Increased ambition and efforts by the US and China could pave the way for a global deal on climate change in Paris at the end of this year.


The world’s two largest greenhouse gas (GHG) emitters, China and the US’s ambitious agenda on tackling climate change, could play a leading role in securing a global deal at COP21 in Paris, Reuters reports ( China and the US were largely blamed for the failure to reach a deal at COP15 in Copenhagen in 2009). Ministers and delegates from all 192 UN countries will meet in Paris, at the end of November, to try and forge a global deal on combatting climate change. At previous meetings, countries have agreed that a global deal must be agreed in 2015 and  come into effect by 2020. But that is easier said than done as many things still separate countries.

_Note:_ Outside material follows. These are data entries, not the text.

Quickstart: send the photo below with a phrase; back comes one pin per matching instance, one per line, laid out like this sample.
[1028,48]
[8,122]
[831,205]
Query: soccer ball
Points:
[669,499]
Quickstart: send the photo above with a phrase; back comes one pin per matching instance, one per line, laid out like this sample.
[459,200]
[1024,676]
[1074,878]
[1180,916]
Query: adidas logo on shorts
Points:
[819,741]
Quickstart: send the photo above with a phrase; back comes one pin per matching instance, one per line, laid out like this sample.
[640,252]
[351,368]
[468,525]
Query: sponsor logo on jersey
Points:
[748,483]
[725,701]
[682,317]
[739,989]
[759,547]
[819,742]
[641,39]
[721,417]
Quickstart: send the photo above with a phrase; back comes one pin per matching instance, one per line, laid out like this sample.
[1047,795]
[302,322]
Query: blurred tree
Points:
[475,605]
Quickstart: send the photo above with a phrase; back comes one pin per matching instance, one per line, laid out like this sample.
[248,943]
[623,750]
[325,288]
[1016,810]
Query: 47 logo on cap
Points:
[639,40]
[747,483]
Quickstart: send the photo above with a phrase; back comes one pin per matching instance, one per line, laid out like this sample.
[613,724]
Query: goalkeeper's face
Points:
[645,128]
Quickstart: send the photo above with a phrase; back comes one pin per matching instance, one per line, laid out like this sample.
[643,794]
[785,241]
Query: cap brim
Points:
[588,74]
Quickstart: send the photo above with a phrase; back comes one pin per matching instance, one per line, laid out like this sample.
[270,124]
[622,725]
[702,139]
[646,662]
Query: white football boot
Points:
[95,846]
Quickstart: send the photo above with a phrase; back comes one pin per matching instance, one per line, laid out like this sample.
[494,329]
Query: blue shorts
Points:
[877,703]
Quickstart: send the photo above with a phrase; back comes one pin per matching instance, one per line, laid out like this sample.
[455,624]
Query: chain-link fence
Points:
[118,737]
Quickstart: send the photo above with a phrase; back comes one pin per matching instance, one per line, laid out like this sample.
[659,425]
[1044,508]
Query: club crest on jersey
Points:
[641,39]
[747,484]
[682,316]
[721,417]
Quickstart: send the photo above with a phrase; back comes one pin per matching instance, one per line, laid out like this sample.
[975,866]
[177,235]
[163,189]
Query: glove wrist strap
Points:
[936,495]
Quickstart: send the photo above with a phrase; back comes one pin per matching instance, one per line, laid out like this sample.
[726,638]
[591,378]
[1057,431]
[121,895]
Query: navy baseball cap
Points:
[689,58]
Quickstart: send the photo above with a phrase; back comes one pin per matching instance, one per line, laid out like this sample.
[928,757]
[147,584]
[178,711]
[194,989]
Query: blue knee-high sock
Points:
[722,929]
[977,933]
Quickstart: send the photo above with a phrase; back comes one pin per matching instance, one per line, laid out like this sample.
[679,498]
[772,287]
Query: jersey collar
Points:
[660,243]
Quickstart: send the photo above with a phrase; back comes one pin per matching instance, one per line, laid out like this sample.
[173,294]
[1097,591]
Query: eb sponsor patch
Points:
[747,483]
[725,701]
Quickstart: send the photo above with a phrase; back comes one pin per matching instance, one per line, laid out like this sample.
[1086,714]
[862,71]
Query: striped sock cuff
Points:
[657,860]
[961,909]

Last time there was hope that a global deal would be agreed was at COP15, but that failed miserable. Looking at where we were at this point of the year in 2009 and where we are now could offer us hope. During negotiations in the German city in Bonn from the 31st of August to the 4th of September some headway was made.


According to Elina Bardram, the head of the European Commission delegation :”We’re closer to an agreement than at the same time before Copenhagen, But there’s a lot still to be done.”


The text they are working on contains a mix of ideas such as a call to end all GHG emissions by 2050.this might be hard to get through as OPEC countries would push for no deadlines.


But despite the huge turn around by the US and China, who have now forged climate policies and emission reduction targets (they had none in 2009), in addition to agreeing a joint climate agreement, a lot of work still needs to be done. Time is an issue, as another Bonn summit due to take place in October would be the last opportunity before COP21 begins on the 30th of November.


But Laurence Tubiana, France‘s climate ambassador, warned that we should not see  COP21 as the end but the beginning: Paris is not the end of the process, it is the start of the process,” she stated, urging more focus on action from 2015 to 2020 when the Paris accord will enter into force.

But one of the stumbling blocks could be the national goals that each country has to submit, also called Intended Nationally Determined Contributions (INDC), as they are simply not ambitious enough to limit global warming to two degree celsius or less. Two degrees is the one thing that world leaders have so far agreed on.